Dowody zebrane w trakcie kontroli operacyjnej: Czy zatruty owoc wystarczy do skazania

Sądy mają wątpliwości, jak stosować materiały z kontroli operacyjnej policji. Pomóc ma SN.

Publikacja: 08.12.2017 07:07

Dowody zebrane w trakcie kontroli operacyjnej: Czy zatruty owoc wystarczy do skazania

Foto: AdobeStock

Przepisy legalizujące owoce zatrutego drzewa, czyli dowody zebrane w trakcie kontroli operacyjnej, pojawiły się w procedurze karnej od 15 kwietnia 2016 r. Kiedy w wyniku takiej kontroli zarządzonej wobec podejrzanego o jedno przestępstwo uzyskano dowód popełnienia przez niego innego przestępstwa (ściganego z urzędu lub skarbowego), o tym, czy dowód będzie wykorzystany, decyduje prokurator. Podobnie dzieje się, kiedy w trakcie kontroli wpadnie przy okazji osoba, wobec której kontroli nie stosowano. Nowy przepis budzi kontrowersje. Tym razem wątpliwości ma jeden z sądów apelacyjnych.

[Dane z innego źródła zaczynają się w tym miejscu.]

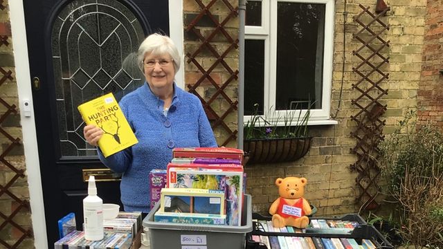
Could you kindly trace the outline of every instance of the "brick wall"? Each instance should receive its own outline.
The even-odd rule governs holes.
[[[8,10],[8,0],[0,1],[0,68],[10,77],[7,77],[0,84],[0,98],[10,104],[18,106],[17,82],[14,75],[14,59],[12,41],[9,25]],[[204,1],[207,4],[209,1]],[[230,1],[231,4],[237,7],[238,1]],[[383,51],[383,55],[390,57],[390,64],[383,68],[383,71],[390,73],[389,80],[383,83],[383,87],[389,89],[387,97],[382,100],[383,104],[388,104],[388,111],[383,116],[386,125],[383,130],[385,133],[391,132],[395,127],[398,120],[406,110],[414,108],[418,103],[422,106],[428,106],[426,111],[422,112],[424,117],[434,118],[442,116],[438,112],[437,100],[439,95],[437,90],[438,83],[442,80],[438,71],[440,69],[441,55],[440,44],[441,44],[441,27],[439,26],[438,16],[441,15],[437,7],[442,6],[442,0],[428,0],[426,6],[426,0],[392,0],[386,1],[390,6],[391,10],[383,18],[383,21],[390,25],[390,29],[386,33],[385,39],[390,41],[388,50]],[[344,0],[336,1],[336,24],[334,39],[334,72],[332,84],[332,102],[331,113],[335,116],[338,124],[334,126],[313,127],[311,133],[314,137],[312,147],[306,156],[300,160],[289,163],[280,163],[273,165],[249,165],[246,168],[248,174],[247,192],[253,196],[254,212],[266,212],[270,203],[277,198],[277,190],[274,182],[278,177],[286,176],[303,176],[308,179],[306,188],[306,197],[318,209],[318,215],[341,214],[358,211],[359,206],[354,205],[354,201],[358,190],[356,188],[356,173],[350,170],[350,165],[355,162],[355,156],[350,152],[356,141],[350,138],[350,133],[355,130],[355,124],[350,121],[350,116],[355,114],[356,109],[351,104],[351,100],[355,99],[358,93],[351,89],[351,84],[358,80],[357,76],[352,73],[352,68],[359,62],[357,58],[352,56],[352,51],[358,46],[358,42],[352,38],[352,33],[356,30],[356,24],[353,22],[352,17],[361,11],[358,3],[365,6],[371,6],[374,11],[376,0],[347,0],[347,16],[345,17],[348,24],[343,31],[343,20],[345,16]],[[226,6],[222,1],[216,2],[214,8],[217,9],[217,15],[222,20]],[[183,10],[186,17],[198,15],[200,7],[195,0],[184,0]],[[425,19],[426,11],[428,18]],[[188,15],[189,15],[188,16]],[[187,18],[187,17],[185,17]],[[185,20],[185,23],[186,21]],[[234,39],[237,39],[238,30],[238,18],[234,18],[226,24],[226,30]],[[202,33],[206,33],[211,27],[201,25]],[[344,50],[345,72],[342,73],[343,62],[343,32],[345,34],[346,47]],[[426,32],[426,33],[425,33]],[[185,54],[195,51],[197,42],[192,37],[186,37]],[[224,50],[226,44],[222,37],[216,36],[213,44],[217,50]],[[422,55],[422,50],[424,50]],[[204,67],[208,68],[213,59],[207,50],[204,50],[197,58]],[[422,61],[424,66],[422,71]],[[233,70],[238,69],[237,49],[229,53],[226,59],[226,62]],[[195,82],[199,78],[201,73],[196,70],[195,65],[185,63],[186,82],[188,84]],[[0,73],[0,79],[5,73]],[[217,82],[226,81],[228,77],[226,70],[218,66],[211,73],[211,77]],[[337,113],[337,107],[342,86],[341,108]],[[227,89],[227,95],[232,99],[237,100],[237,80],[230,84]],[[210,96],[213,88],[206,81],[197,89],[197,92],[205,98]],[[431,86],[431,87],[430,87]],[[215,110],[222,111],[227,109],[224,100],[218,98],[218,101],[211,107]],[[0,104],[0,129],[6,131],[14,138],[21,137],[21,129],[19,124],[18,113],[9,115],[4,118],[6,108]],[[3,120],[4,119],[4,120]],[[235,113],[229,113],[224,119],[227,125],[233,130],[237,127],[237,116]],[[222,128],[215,131],[217,141],[224,140],[228,135]],[[0,154],[4,153],[10,142],[0,133]],[[236,147],[235,142],[230,142],[226,146]],[[19,169],[24,169],[23,150],[16,147],[14,151],[8,152],[5,157],[6,160]],[[0,162],[0,185],[5,186],[12,178],[14,173],[5,163]],[[20,198],[28,199],[26,179],[20,178],[15,181],[10,191],[18,194]],[[0,195],[0,212],[9,215],[16,207],[16,203],[10,196],[2,192]],[[15,222],[24,227],[30,226],[29,212],[21,211],[14,219]],[[3,219],[2,219],[3,221]],[[3,222],[3,221],[1,221]],[[20,232],[6,225],[0,231],[0,240],[13,242],[17,240]],[[21,248],[32,248],[33,241],[26,239],[21,243]],[[0,245],[0,248],[1,248]]]
[[[350,132],[356,129],[355,122],[350,118],[359,110],[351,104],[351,100],[361,94],[351,87],[352,83],[360,79],[356,73],[352,73],[352,67],[361,62],[352,55],[352,50],[361,45],[352,37],[352,34],[360,28],[352,17],[362,10],[359,3],[371,7],[370,10],[374,12],[376,2],[376,0],[348,0],[346,5],[348,13],[345,16],[345,1],[335,1],[331,115],[336,115],[335,120],[338,124],[311,127],[310,132],[314,136],[312,146],[303,158],[292,163],[256,165],[246,167],[248,176],[247,192],[253,196],[254,212],[267,212],[270,204],[278,197],[277,188],[274,185],[275,178],[289,176],[302,176],[307,178],[305,197],[318,208],[318,215],[340,215],[359,211],[360,206],[355,204],[359,194],[355,181],[357,174],[350,168],[356,158],[350,152],[350,149],[356,144],[356,141],[350,136]],[[389,92],[380,101],[388,105],[388,110],[381,118],[386,120],[383,133],[389,133],[395,128],[398,121],[403,119],[406,110],[414,109],[417,105],[426,1],[385,2],[390,6],[390,10],[382,20],[390,24],[390,28],[382,37],[385,40],[390,41],[390,46],[381,53],[390,57],[390,63],[381,70],[389,73],[390,77],[381,86],[389,89]],[[347,24],[345,30],[344,18],[346,18]],[[343,42],[345,43],[344,55]],[[342,72],[343,56],[344,73]],[[342,84],[341,103],[337,113]]]
[[[8,1],[0,1],[0,248],[32,248]]]
[[[442,0],[428,0],[424,37],[423,67],[419,83],[421,123],[431,121],[443,127],[443,9]]]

Jego pytanie prawne właśnie wpłynęło do Sądu Najwyższego.

Namierzyli, jak kradną

W kwietniu 2017 r. Sąd Okręgowy w Z. skazał dwóch mężczyzn za udział w gangu oraz kradzieże i paserstwo na osiem miesięcy więzienia. Oskarżonym przypisano także odpowiedzialność za kradzież z włamaniem samochodów osobowych. Zapadła kara łączna – 3,5 roku więzienia oraz 4 tys. zł grzywny.

Sąd pierwszej instancji, skazując oskarżonych za udział w gangu, uznał dowody z kontroli operacyjnych pod kryptonimem „Samochód". Te miały postać zarejestrowanych na nośnikach CD komunikatów rozmów telefonicznych prowadzonych przez oskarżonych oraz sporządzonych na ich podstawie stenogramów zapisów rozmów, billingów itd. Wskazał, że przepis art. 168b odnosi się nie tylko do postępowań wszczętych po 15 kwietnia 2016 r., ale też wszczętych przed 1 lipca 2015 r., a nie zakończonych do 14 kwietnia 2016 r. Przeprowadzenie dowodu z kontroli operacyjnej na etapie postępowania przygotowawczego i zgłoszenie go w akcie oskarżenia oraz podtrzymanie przed sądem w świetle art. 168b k.p.k. daje więc prawną możliwość ich wprowadzenia do procesu. Warunkiem jest legalne uzyskanie dowodów na jakikolwiek czyn zabroniony (w tej sprawie zostały uzyskane legalnie w trakcie zarządzonych kontroli operacyjnych).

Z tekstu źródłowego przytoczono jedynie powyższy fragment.